In fondo il filo di continuità che lega la cristianità alla modernità gira proprio attorno al tema di quella mancanza costitutiva tipica dell’uomo a cui diamo il nome di desiderio. L’essere umano è dunque un’autonomia in connessione, o per dirla con Guido Cusinato, “una totalità incompiuta”: pur senza essere (etero)determinato, è tuttavia costitutivamente relazionale. Insieme “legato” e libero, secondo il paradosso tipico dell’umano. Ciascuno è libero in relazione. Poiché non siamo monadi o atomi nel vuoto, possiamo fare quello che vogliamo, ma ogni nostra azione ha premesse e conseguenze che vanno ben al di là di noi. E di esse, che ci piaccia o no, risponde. A tale apertura il cristianesimo non offre una risposta normativa, bensì antropologica. Nel Vangelo non è presentata una dottrina – è stata piuttosto elaborata dall’istituzione ecclesiale nel corso del tempo, con finalità comprensibili – ma un modo di essere uomini e donne nel mondo. Una postura antropologica. L’insegnamento fondamentale che Cristo trasmette ai suoi discepoli increduli è infatti che la salvezza sta nel ribaltare l’idea di vita: una vita che si può trovare davvero (il centuplo quaggiù, Mc 10, 29-30: già in questo mondo, non in un altro!) a condizione di avere il coraggio di andare al di là della prigione dell’io e della sua angosciosa e sempre insoddisfacente spinta all’autoaffermazione. Di rischiare, cioè, la propria vita oltre sé stessi – andando al di là dell’istinto animale all’autoconservazione – per vivere pienamente la vocazione tipicamente umana della proiezione eccentrica. Trattenere la vita, allo scopo umanissimo di preservarla, è invece la via per perderla. Cioè per vedersela sfuggire dalle mani. Perché il paradosso – che come abbiamo visto è alla base della fede cristiana – è anche la logica dell’umano. Per questo il Vangelo non è un insieme di moniti repressivi, ma la Parola che ci aiuta ad osare quel movimento esistenziale senza il quale non riusciremo mai a vivere pienamente. Un movimento di pienezza e non di rinuncia. Di audacia e non di timore (pagg. 72-73).

§5

Proponiamo l’ascolto di 

“Un senso” di Vasco Rossi                                                                                             “Sì viaggiare” di Battisti-Mogol

§6

E infine, per non lasciarvi senza dolce consolazione nel nostro viaggio con l’esperienza del limite.

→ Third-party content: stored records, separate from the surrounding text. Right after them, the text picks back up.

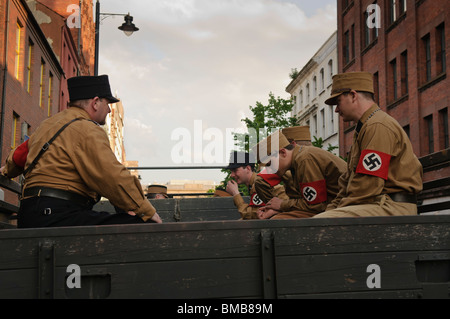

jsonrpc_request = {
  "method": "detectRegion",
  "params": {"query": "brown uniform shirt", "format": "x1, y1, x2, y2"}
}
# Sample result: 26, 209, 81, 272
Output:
233, 172, 265, 219
5, 107, 156, 221
327, 104, 423, 210
281, 145, 346, 214
255, 172, 292, 204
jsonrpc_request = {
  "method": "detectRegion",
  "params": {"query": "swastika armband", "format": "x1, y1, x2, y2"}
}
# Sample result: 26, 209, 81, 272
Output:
300, 179, 327, 204
248, 193, 266, 207
356, 150, 391, 180
258, 169, 282, 187
13, 140, 29, 168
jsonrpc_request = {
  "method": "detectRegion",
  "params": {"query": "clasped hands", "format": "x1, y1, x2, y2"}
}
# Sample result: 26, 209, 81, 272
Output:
256, 197, 283, 219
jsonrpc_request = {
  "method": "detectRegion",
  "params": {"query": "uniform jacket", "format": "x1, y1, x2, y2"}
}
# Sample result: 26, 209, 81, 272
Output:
281, 145, 346, 213
233, 172, 265, 219
327, 104, 423, 210
4, 107, 156, 221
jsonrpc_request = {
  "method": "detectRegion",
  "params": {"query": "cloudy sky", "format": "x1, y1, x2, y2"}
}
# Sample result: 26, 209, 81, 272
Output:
94, 0, 337, 184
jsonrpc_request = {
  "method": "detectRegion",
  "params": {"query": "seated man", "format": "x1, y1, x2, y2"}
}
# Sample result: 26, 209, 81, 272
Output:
258, 131, 345, 219
147, 185, 169, 199
253, 126, 312, 207
226, 152, 264, 219
316, 72, 423, 217
2, 75, 162, 228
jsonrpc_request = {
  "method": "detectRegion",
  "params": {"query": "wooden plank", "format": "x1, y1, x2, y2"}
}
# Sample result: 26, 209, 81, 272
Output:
0, 216, 450, 298
55, 258, 262, 299
277, 251, 422, 295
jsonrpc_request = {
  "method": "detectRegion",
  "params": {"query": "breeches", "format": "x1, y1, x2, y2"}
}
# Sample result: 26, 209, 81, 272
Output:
314, 195, 417, 218
18, 196, 144, 228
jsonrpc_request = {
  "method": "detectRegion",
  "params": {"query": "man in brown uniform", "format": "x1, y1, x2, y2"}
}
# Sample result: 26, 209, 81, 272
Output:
226, 152, 264, 219
258, 132, 345, 219
147, 184, 169, 199
316, 72, 423, 217
2, 75, 161, 228
253, 126, 312, 203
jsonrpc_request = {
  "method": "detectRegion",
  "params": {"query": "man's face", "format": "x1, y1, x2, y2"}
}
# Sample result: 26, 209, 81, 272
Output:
230, 166, 252, 184
93, 98, 111, 125
335, 92, 356, 122
266, 149, 291, 177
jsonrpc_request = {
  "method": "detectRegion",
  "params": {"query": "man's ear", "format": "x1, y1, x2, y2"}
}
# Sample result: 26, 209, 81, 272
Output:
89, 96, 100, 111
278, 148, 287, 158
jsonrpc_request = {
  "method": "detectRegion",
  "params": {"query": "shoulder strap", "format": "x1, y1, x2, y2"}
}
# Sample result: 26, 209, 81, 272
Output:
23, 118, 81, 176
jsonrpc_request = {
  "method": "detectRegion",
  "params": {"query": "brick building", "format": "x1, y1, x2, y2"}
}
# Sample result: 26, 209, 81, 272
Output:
0, 0, 63, 162
0, 0, 63, 205
27, 0, 95, 111
337, 0, 450, 181
286, 32, 339, 155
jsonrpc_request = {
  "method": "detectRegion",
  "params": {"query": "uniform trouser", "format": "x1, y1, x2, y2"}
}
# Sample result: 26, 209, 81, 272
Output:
270, 211, 316, 219
314, 195, 417, 218
17, 196, 144, 228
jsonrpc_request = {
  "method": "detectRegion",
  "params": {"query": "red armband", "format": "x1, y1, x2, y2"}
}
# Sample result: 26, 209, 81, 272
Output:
356, 150, 391, 180
248, 193, 266, 207
13, 140, 29, 167
300, 179, 328, 205
258, 169, 282, 187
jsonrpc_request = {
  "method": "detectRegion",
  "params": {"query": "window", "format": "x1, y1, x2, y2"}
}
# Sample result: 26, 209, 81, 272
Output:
351, 24, 355, 59
11, 112, 20, 149
39, 60, 45, 107
425, 115, 434, 154
328, 105, 334, 134
27, 40, 33, 93
299, 90, 303, 108
313, 76, 317, 98
439, 108, 449, 149
363, 1, 378, 47
343, 31, 350, 64
403, 124, 411, 138
47, 72, 53, 117
422, 34, 431, 82
328, 60, 334, 84
389, 0, 397, 24
320, 68, 325, 92
436, 23, 447, 74
389, 59, 398, 101
400, 51, 408, 96
306, 83, 311, 105
399, 0, 407, 16
320, 109, 326, 137
373, 72, 380, 104
20, 122, 30, 143
14, 21, 23, 80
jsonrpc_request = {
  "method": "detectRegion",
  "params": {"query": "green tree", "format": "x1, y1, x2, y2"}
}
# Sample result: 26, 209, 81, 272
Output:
219, 92, 297, 195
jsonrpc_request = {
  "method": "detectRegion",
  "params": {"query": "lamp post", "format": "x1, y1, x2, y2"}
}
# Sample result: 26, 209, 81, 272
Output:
94, 0, 139, 75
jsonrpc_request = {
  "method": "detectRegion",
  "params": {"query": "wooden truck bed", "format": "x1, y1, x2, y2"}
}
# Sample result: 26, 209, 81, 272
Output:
0, 215, 450, 299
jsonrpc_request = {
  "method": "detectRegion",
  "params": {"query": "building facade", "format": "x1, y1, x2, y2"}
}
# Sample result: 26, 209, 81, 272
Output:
27, 0, 95, 111
0, 0, 64, 200
286, 32, 339, 155
337, 0, 450, 181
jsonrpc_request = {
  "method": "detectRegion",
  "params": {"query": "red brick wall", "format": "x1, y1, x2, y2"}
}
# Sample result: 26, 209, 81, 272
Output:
338, 0, 450, 180
0, 0, 61, 204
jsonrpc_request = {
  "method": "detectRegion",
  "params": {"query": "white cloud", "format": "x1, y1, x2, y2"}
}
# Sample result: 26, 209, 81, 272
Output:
99, 0, 336, 182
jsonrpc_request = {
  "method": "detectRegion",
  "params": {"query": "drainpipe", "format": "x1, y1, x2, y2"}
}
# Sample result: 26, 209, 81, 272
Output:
0, 0, 10, 161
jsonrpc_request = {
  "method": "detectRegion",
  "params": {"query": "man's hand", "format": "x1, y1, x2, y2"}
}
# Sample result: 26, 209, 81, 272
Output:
266, 197, 283, 210
226, 180, 239, 196
256, 206, 279, 219
151, 213, 162, 224
127, 211, 162, 224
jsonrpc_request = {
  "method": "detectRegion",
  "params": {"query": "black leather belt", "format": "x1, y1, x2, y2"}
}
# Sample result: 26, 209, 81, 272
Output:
23, 186, 95, 207
388, 192, 417, 205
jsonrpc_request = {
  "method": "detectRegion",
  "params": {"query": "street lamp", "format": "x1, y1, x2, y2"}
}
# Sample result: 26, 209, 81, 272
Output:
94, 0, 139, 75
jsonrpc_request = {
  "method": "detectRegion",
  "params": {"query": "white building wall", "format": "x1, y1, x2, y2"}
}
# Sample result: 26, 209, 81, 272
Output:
286, 32, 339, 155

Dante Alighieri, Convivio“Come lo buono marinaio, come esso appropinqua al porto, cala le sue vele, e soavemente, con debileconducimento, entra in quello; così noi dovremmo calare le vele delle nostre mondane operazioni e tornare a Dio con tutto nostro intendimento e cuore, si che a quello porto si vegna con tutta soavitade e con tutta pace”. (IV, XXVIIII, 2-3).